Welcome Guest Blogger Annette Blair!

Explode any cigars, lately?
I decided to write about the exploding cigars in my books. Not that cigars don’t blow up in life, but when it’s not fiction, it’s just not funny, and these days we need more laughter than ever. My writing is all about fun, laughter, joy, and leaving you with the hope that life will hand you more of the same.
In comedy, exploding cigars are a must. Each scene has to have at least one unexpected explosion, but the more the merrier. Every explosion moves the story humorously forward. In The Kitchen Witch, most of the exploding cigars were the meals my cooking show hostess heroine, Melody Seabright, prepared. And yes, food did actually explode—one time taking the oven door with it. Even the love scenes in my books contain exploding cigars, because, hey, if you can’t laugh while having sex, when can you?
Each of my witchy comedies is more paranormal than the last, by the way. Truth to tell, The Kitchen Witch, was barely paranormal, except in the minds of Melody’s witch-suspecting neighbors, her witchy cooking show, and her witty cooking spells.
I upped the paranormal stakes in My Favorite Witch. Kira, a self-professed witch, kept her magic wand nearby, and well, when the hero first laid eyes on her, he thought she was casting a shrinking spell on her cheating ex’s “cigar”. The explosions in that story varied, from a new hockey playing hunk of a boss on medical leave from the NHL—Kira hates jocks—a murder of crows who fall in love with her and creep the beejeebers out of her, getting locked in a hidden staircase with the hunk, and a snow-bound overnight with a mischievous pee wee hockey team on the very night the witch and jock are determined to score some goals together.
The Scot, the Witch, and the Wardrobe included a century old spell on an exploding cigar of an inheritance—a carousel unicorn—that caused Salem witch in denial, Vickie Cartwright, to dream about the man who was dreaming about her in Scotland. When he arrives on her doorstep, cigars explode all over the place. Their mutual dreams turn erotic with recognition, Vickie’s unknown triplet half sisters arrive, and Rory’s claim to the unicorn, are all unexpected explosions, and when you think there couldn’t be a trick cigar left to blow. Bam. There it is.
abIn Sex and the Psychic Witch, my newest and most paranormal comedy, Harmony Cartwright (one of Vickie’s half sisters) gets a psychic call to a castle. The minute she walks in, things seem to quiet down, because Harmony brings peace, but after King hires her, all bets are off. An angry ghost explodes cigars at every turn: toy soldiers shoot real bayonets; Harmony and King fall into an underground cavern with no way up the slippery slope; the past explodes in King’s face. Harmony reads his fantasies and acts them out . . . which scares the beejeebers out of him. More cigars explode in the love scenes in this book than in any other. Oh, and there are more of them, too.
I love exploding cigars. So . . . tell me about the humorous cigars that have blown up in your face. And don’t spare a thought to our blushes if they happened in the sack.
Annette Blair is the National Bestselling author of Sex and the Psychic Witch, first in her Triplet Witch Trilogy, an August paranormal romantic comedy available now. She’s offering three autographed copies of The Scot, the Witch, and the Wardrobe, the book in which the triplets are introduced, to be raffled among those who respond. You must be registered here at Cigars to win. Please visit Annette’s website to read excerpts and stories of her stories.

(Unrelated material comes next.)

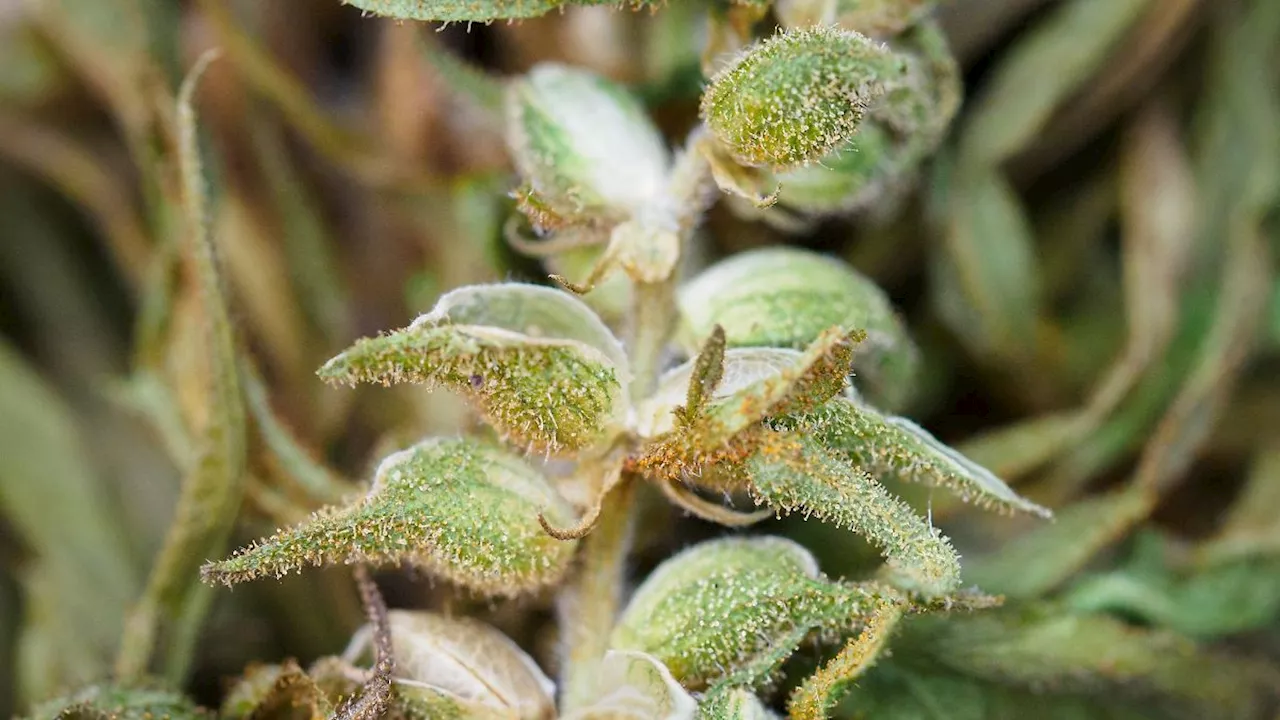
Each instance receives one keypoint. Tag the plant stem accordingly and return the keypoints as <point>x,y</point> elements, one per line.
<point>590,607</point>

Hmmm... nothing's coming to

Hmmm... nothing's coming to mind this morning! I guess things are always funnier when I read about them, and when the crazies are happening to me, I always want to be one of those cool women who can laugh and go with the flow, but in reality, I freak out and panic instead of the pulling out the ha-has. Doesn't bode well for the cigars, does it? ;)

Fedora

If you think of any, let us know, Fedora. We had a few exploding cigars ourselves the other night. My sister from out of state stayed over unexpectedly after a family gathering ran late, and while hubby and I were snuggled up getting chummy, my sister kept coming to the door, asking from the hall about how to use the ceiling fan remote, the automatic light switches, where were my spare toothbrushes, and such. By the third time, Bob and I were rolling on the bed laughing.

comment at the bottom

Hi Annette, I left a comment for you but, it's at the bottom. Please forgive me. It's late and I'm not functioning at full power. Thank you for taking the time to blog with us. Mads:)

hmmm

I can't think of much, it's still too early for me. My mind doesn't work well until at least 4pm rofl. Most of the humorous things that happen to me are caused by me. I am a bit of a clutz lol Ashley

Reply to AshsHeroine

If you're a bit of a clutz, you have a cracked storage closet full of exploding cigars. Think, girl, and share. :)

Exploding Cigars

Well, this might not completely apply and I'll have to be somewhat careful in the telling as it's one of those in bed things. When I was very much younger, I used to go sunbathing topless a lot. I'd been seeing a guy for a while and he asked to go with me one day. So there I am sitting out letting my tatas hang free as it were (they weren't big enough to hang). And he asked if I would suckle him. Honestly, that's the term he used. Now, I thought he meant would I..um...er, suck on him. (Can you see how red my face is getting?) And, being still pretty young I thought that was totally euwwww. So, in righteous anger (what kind of girl did he think I was!), I put on my shirt and stomped off. Well, later that evening, I heard him talking to another guy and he said, What a prude! She's sitting there topless and she wouldn't even let me touch or suck her tits. Suck my--what? That's what he wanted to do? Oh heck, I actually enjoyed that! Of course, I couldn't go back to him and admit that. LOL So that's probably my first exploding cigar! ani

LOL, goddessani

I love it! That cigar certainly did explode in your face, especially since it's something you liked. In a romance that could be a hilarious scene, especially if you went up to him and pulled him aside to explain your, er, mistake, but one way or another, you'd meet again in a romance, and have another shot at what you missed. That's priceless.

Here's one for you.

When I was in college, I still had a boyfriend at home. We went out one night during a break, went back to my parents house at 1 and pushed the boundaries. At about 1:30, my dog came down and wanted to be let out..followed closely behind by my dad. We through a blanket over us and pretending we were snuggling up watching TV. My father sat in his easy chair to watch Clint Eastwood and said..."Hey can one of you let the dog out?" We absolutely froze. I said, "Dad, we're all snuggled it took us a long time to get comfortable fitting on the couch, can you do it" He said "no." So, under the blanket, I am trying to subtly wiggle my pants back on. I finally do and when I went to get up, my dad said...never mind I'll do it." Then he went back up to bed. So, we think we're safe. My boyfriend and I resumed activities. Next, in comes my older brother and his fiancee...back under the blanket for another 20 minutes. Now, we're sweating and the dog bangs on the door wanting to come back in. My brother tells me to get the door. This time I'm in a little better shape and get to it pretty quickly. Once they went to bed, we gave up. There's only so much that late-teen hormones can handle.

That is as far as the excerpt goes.